An entrepreneur’s reality distortion field (RDF) can be a powerful asset. Steve Jobs used his RDF to inspire those around him to make his visions of the iPod, the iPhone, and the iPad a reality. For the rest of us, the danger of referencing Jobs to defend our own RDF is that it didn’t always lead him in the right direction. Despite his amazing successes, Jobs’s RDF also led him to create products such as the Apple III and the Lisa, both of which were unequivocal failures. At Apple, Jobs had the capital and resources to absorb these sporadic failures- a luxury that few startups have.

On the one hand, an RDF is almost required to recruit co-founders and employees to a startup; how else can you get good people to leave steady jobs to try and start something from scratch? On the other hand, the RDF is a potential liability from the get-go, as it can give the venture tunnel vision, and limit its ability to pivot (or terminate) when appropriate. This is where the lean methodology comes into play. As we saw in the Aardvark case, the goal of a lean startup is to maximize learning, as embodied by the build/measure/learn principle. A strong RDF can lead entrepreneurs to discount quantitative data gathered in the “measure” step, thereby inhibiting their ability to learn and adapt to what their data is telling them. It can even eliminate the collection of objective measurements to learn from in the first place (case in point: the Lit Motors festival test).
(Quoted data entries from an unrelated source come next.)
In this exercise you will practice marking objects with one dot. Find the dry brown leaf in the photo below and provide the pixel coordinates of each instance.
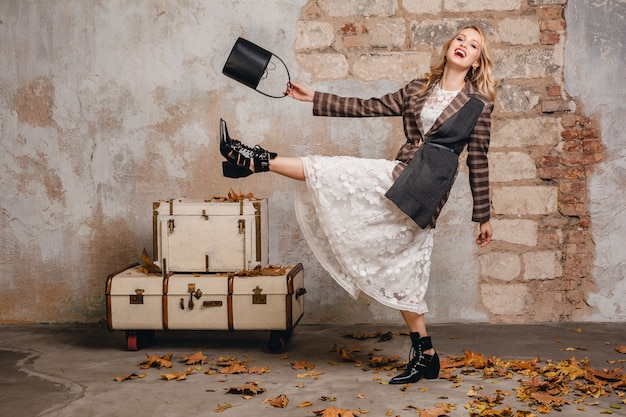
(337, 412)
(302, 365)
(251, 388)
(178, 376)
(280, 402)
(259, 371)
(235, 368)
(223, 407)
(196, 359)
(148, 267)
(549, 400)
(378, 361)
(155, 361)
(363, 336)
(433, 412)
(129, 377)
Worse yet, a founder’s RDF may be so powerful that it may fill them with unwarranted confidence in their vision, and cause them to abandon the learning-based focus of the lean model entirely. Regretfully, I’ve seen this happen to one of my closest friends. Whenever he told me about his idea and its progress, he was clearly passionate and driven by his vision, but he could never sell me on it. He had only sold himself on his vision. Because of the strength of his RDF, that was all that mattered. It didn’t matter that he had been unable to interest any potential investors other than a few close relatives, and it didn’t matter that he hadn’t objectively tested any hypotheses that were fundamental to the success of his idea. As a result, he spent two years trying to build the “perfect” product before launching it to the public. Before that could happen, the little seed funding he had dwindled to nothing, and he had to call it quits.    

LTV has hammered home a valuable lesson for me: should I ever pursue my own venture, it will be because I have created a RDF around a vision that I truly believe in. Knowing this, I will use the scientific foundation of lean to balance out the gut-feel-driven nature of my RDF. An RDF will be the engine to drive me day in and day out, through the highs and lows of a startup; lean methodology will be the steering wheel that keeps my venture headed in the right direction.